Reynald Castañeda, Pharma Writer for the Investigative News team at GlobalData, offers his view:

“Novavax may be at a disadvantage compared to Clover Biopharmaceuticals, which also has a protein COVID-19 vaccine in development. There are at least 60 protein subunit vaccines being explored between the discovery and Phase I stage, according to the GlobalData Pharma Intelligence Center, including Novavax’s NVX‑CoV2373 and Clover’s S-Trimer, which are both protein subunit vaccines. IMV also has such a vaccine ready to enter clinical trials.

“Despite the market reactions to these three companies’ announcements, it is still premature to predict a clear frontrunner among the three vaccines due to information gaps such as how the spike protein antigen is constructed and reproduction platforms to be used for manufacturing.

“On Monday 25 May, Novavax’s stock jumped as high as 17% during trading hours on announcing it had enrolled the first participants in its Phase I/II trial. IMV’s stock rose 20% on 21 May after announcing plans to move DPX-COVID-19 into clinical development. Dynavax Technologies, which is supplying the adjuvant for Clover’s candidate, was up 14% on 24 March upon its collaboration announcement. Considering Clover will use Dynavax’s adjuvant, which is already FDA-approved, it could potentially have the upper hand versus Novavax and IMV. Interviewed experts explained that Novavax’s adjuvant type may have limitations and IMV is not coupling its vaccine with an adjuvant.
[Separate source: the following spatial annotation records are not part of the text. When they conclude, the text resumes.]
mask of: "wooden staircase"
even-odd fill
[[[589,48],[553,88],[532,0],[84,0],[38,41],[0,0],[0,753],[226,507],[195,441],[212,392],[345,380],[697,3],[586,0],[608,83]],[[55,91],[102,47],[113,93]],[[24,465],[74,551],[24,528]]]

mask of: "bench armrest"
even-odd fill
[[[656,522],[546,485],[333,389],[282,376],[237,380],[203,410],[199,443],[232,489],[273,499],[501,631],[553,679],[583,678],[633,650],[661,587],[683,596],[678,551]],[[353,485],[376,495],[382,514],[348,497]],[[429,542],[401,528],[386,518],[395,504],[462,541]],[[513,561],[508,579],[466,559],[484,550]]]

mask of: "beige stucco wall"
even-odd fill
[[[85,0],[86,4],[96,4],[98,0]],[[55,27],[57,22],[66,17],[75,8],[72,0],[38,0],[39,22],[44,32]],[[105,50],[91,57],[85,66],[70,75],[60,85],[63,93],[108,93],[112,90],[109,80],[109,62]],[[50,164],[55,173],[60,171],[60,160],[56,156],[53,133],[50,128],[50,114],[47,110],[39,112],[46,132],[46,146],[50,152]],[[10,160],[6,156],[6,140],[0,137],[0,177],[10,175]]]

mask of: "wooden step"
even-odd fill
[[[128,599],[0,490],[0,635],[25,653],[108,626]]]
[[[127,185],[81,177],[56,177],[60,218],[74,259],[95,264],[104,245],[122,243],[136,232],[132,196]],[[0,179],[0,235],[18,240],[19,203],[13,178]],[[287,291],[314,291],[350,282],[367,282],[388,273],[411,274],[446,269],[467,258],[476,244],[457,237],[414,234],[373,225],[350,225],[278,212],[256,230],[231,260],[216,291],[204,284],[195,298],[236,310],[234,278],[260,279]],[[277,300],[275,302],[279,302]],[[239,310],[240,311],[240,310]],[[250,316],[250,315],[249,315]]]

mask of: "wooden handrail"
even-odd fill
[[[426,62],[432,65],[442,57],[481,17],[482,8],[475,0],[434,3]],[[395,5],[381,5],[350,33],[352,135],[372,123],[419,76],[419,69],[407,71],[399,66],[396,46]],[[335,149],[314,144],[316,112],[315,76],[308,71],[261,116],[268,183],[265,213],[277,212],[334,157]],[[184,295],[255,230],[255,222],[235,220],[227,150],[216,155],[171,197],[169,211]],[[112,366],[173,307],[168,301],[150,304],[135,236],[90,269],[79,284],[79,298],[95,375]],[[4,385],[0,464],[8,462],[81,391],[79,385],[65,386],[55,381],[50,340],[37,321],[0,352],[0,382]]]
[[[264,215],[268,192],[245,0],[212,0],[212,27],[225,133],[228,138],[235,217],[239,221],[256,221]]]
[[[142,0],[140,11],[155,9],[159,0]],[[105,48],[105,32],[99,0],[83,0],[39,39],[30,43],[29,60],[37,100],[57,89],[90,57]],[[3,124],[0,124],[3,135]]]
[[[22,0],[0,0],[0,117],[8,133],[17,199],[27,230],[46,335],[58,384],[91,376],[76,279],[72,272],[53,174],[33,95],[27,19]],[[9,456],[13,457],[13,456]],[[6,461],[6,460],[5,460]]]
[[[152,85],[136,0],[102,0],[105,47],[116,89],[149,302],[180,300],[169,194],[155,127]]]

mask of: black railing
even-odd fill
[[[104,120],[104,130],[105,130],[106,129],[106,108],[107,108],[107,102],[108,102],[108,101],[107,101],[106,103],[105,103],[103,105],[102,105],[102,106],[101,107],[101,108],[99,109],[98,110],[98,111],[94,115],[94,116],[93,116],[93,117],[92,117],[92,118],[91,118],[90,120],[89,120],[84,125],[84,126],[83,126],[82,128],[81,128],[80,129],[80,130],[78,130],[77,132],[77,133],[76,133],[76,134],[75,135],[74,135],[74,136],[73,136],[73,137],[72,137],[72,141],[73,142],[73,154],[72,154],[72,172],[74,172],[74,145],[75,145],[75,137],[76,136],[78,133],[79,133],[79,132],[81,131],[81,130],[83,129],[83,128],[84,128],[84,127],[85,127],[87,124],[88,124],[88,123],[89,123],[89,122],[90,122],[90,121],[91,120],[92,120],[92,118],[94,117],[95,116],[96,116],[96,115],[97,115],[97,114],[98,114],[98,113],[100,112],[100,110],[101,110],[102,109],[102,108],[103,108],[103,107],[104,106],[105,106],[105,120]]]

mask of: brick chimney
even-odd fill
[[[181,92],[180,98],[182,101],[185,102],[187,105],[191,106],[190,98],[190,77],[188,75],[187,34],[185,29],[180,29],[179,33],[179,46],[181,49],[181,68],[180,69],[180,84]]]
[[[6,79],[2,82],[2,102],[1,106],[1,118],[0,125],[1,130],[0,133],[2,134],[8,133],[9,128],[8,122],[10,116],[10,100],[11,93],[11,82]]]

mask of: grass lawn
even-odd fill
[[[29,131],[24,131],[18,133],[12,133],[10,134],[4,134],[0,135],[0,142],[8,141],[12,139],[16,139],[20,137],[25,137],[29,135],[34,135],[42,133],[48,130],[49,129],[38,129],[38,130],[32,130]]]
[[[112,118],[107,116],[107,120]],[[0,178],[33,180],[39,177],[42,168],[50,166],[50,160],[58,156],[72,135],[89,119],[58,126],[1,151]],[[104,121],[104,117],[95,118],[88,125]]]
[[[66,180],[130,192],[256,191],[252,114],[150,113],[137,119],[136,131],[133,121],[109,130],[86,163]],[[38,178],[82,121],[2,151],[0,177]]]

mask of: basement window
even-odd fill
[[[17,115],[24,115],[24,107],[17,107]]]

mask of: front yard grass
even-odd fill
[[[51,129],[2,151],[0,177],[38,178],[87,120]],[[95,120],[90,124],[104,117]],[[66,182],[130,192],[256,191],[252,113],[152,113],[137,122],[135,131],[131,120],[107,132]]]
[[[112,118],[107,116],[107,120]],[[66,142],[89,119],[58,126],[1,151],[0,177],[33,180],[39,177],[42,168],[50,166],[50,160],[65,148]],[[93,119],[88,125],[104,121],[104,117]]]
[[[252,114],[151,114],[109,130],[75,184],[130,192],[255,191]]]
“In fact, IMV’s vaccine drew the least expert enthusiasm. Novavax has the leg up – as NVX‑CoV2373 uses a recombinant spike protein antigen compared to Clover’s native-like vaccine; i.e., resembling the native SARS-CoV-2 spike protein. IMV’s vaccine does not feature the entire spike protein but instead includes 23 SARS-CoV-2 peptide epitopes, and peptides by themselves are not immunogenic, experts explained.

“Yet, experts also said that IMV may have an advantage in terms of manufacturing, since its vaccine only features viral peptides. While Novavax hasn’t announced its production process, Clover’s vaccine may be at a disadvantage, as its spike protein antigen is produced via a mammalian cell-culture based expression system, which is an expensive process. Novavax’s announcement today noted that the acquired facility would provide annual capacity of over one billion doses of antigen in 2021 for NVX‑CoV2373.

“The vaccine development story, though, has many twists and turns. Prior reporting focused on one of the perceived frontrunners – Moderna’s mRNA vaccine mRNA-1273 – noted that while it has a number of pros, there are also many long-term success obstacles ahead. Its future Phase II immunogenicity data may not forecast Phase III protection results, and a field trial for approval is likely to require around 25,000 volunteers. A human challenge trial could be considered for quick protection data, but such a trial design also has its own operational and ethical conundrums.

“Novavax’s Australia-based Phase I will recruit about 130 patients, and preliminary immunogenicity and safety data is expected in July. Clover’s Phase I will also be based in Australia but has not yet been scheduled, while IMV’s Phase I is slated to start in the summer. Moderna’s Phase II is expected to start imminently.”